The new findings come from analyses of around a dozen samples taken from several areas in the cave between April 2006 and January 2007, says Claude Alabouvette, a microbiologist at the University of Bourgogne in Dijon, France. Some of the samples came from areas that were obviously infested with fungal colonies, and others were taken from cave walls that lacked such infestations, he notes.
Human presence has caused problems in Lascaux almost since its discovery in 1940. Lights added so tourists could see the cave art, images of bulls and other creatures believed to be painted more than 17,000 years ago, triggered the growth of algae.
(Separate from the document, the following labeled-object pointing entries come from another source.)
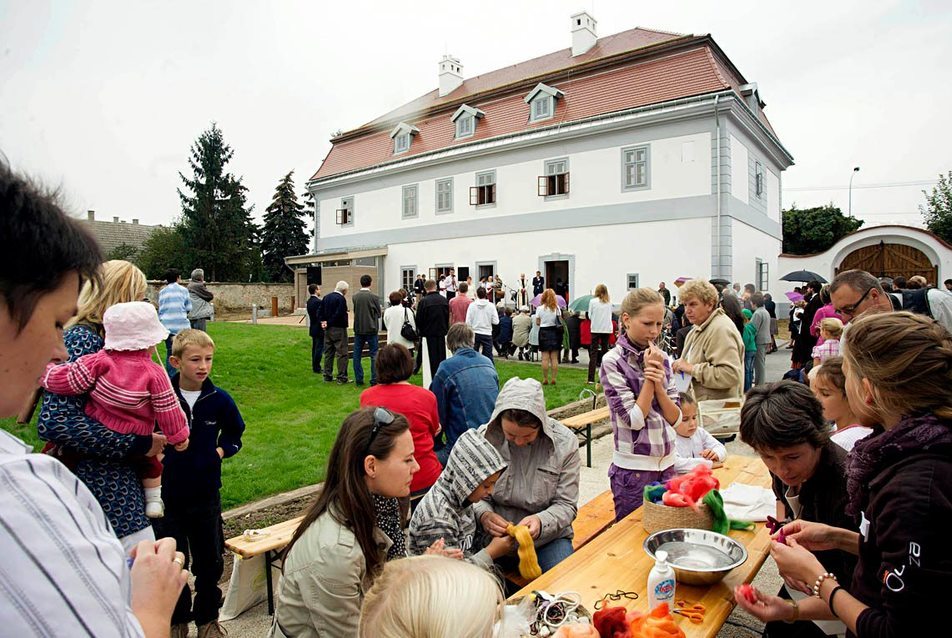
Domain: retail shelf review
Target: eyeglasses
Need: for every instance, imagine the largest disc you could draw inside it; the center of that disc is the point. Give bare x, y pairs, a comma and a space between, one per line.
849, 311
382, 417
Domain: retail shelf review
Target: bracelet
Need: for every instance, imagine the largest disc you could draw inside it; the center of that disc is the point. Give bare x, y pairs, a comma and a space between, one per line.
819, 582
829, 601
796, 611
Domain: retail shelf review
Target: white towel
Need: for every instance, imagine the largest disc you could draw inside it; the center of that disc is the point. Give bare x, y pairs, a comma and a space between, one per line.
744, 502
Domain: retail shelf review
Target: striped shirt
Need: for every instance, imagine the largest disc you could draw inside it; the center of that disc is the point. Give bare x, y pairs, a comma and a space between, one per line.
128, 392
63, 572
174, 306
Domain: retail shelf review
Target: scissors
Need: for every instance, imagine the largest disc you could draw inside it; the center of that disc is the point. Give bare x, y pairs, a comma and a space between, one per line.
692, 611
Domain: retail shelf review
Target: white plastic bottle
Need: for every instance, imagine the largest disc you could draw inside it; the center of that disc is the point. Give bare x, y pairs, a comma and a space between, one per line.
661, 582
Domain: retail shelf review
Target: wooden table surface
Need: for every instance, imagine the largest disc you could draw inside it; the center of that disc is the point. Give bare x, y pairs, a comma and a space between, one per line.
616, 560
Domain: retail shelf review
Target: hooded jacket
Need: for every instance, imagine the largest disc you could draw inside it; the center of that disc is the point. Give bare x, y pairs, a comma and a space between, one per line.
542, 477
445, 512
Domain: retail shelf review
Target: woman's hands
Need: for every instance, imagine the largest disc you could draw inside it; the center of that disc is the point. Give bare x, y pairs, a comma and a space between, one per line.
761, 606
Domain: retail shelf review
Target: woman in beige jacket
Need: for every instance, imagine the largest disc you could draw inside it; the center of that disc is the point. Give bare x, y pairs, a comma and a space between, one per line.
713, 352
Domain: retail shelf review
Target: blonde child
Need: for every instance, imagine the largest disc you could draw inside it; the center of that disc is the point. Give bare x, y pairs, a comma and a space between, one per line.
694, 445
642, 395
831, 329
128, 392
828, 384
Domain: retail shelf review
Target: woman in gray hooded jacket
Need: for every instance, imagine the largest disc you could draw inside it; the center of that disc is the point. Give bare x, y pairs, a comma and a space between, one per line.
539, 489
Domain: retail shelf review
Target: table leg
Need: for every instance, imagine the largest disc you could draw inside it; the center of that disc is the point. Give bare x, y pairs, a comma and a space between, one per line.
267, 568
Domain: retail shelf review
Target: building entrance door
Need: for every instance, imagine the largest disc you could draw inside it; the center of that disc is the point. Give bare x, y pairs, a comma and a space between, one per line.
555, 272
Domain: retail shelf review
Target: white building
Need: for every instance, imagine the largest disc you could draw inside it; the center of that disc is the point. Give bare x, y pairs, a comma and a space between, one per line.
630, 159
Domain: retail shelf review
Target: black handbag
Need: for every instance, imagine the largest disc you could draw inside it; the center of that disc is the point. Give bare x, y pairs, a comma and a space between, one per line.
407, 331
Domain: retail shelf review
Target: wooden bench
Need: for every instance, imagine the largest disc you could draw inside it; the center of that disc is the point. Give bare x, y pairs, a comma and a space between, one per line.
271, 543
592, 519
581, 424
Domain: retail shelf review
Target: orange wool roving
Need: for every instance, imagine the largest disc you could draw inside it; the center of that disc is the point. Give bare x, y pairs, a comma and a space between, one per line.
528, 563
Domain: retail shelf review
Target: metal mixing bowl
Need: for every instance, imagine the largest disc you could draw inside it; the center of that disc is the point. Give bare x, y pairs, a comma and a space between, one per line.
699, 557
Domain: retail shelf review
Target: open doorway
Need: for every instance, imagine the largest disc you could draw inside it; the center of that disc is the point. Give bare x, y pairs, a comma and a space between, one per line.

The heat from those lights — as well as tourists’ body heat and exhalations, the skin cells they shed and the microbes they unwittingly tracked in — changed the cave environment drastically, Alabouvette says.
In areas deep within the cave — ones that have been visited only rarely, says Alabouvette — samples showed that microbial diversity is low. But in oft-visited portions of the cave, especially those that were frequented by tourists before the cave was closed to the public in 1963, microbial diversity is high, he and his colleagues report. In some areas, bacteria from the genera Pseudomonas and Ralstonia — groups that include several microbes that cause disease in humans — make up more than half the organisms found in the samples.
In 2001, scientists discovered that a black fungus had infested parts of the cave and was threatening to cover the art. Recent biocide treatments have, for the most part, successfully halted the spread of the fungus in most areas of the cave. But because the dead fungus has been left in place, the melanin pigment that gives the fungus its color still remains on the wall.
The shift in bacterial diversity that the survey uncovered and the results of lab tests that hint that two of the Pseudomonas species isolated from the Lascaux samples have adapted to survive biocide treatment concern the researchers. Though the cave’s microbes aren’t a proven threat to human health, they could be in the future, the researchers speculate.
The fact that the biocide breaks down to form carbon- and nitrogen-containing compounds that bacteria and fungi could use as nutrients also troubles Alabouvette and his colleagues.
“Now we are wondering what is more dangerous, treating or not treating?” Alabouvette says.
Robert J. Koestler, director of the Smithsonian Institution’s Museum Conservation Institute in Suitland, Md., disagrees with the idea of not treating Lascaux’s fungal infestation. Doing nothing could allow the fungus to grow and produce more melanin, he says. “I think that’s the wrong thing to do,” he notes, because even if researchers come up with a way to kill the fungus, the melanin will still taint the cave walls.
Whenever people discover and begin to frequent a cave, their presence fundamentally changes its ecology, says John C. Moore, an ecologist at Colorado State University in Fort Collins. “It’s a big challenge to balance the public desire to enjoy caves with preserving the natural balance of the caves.”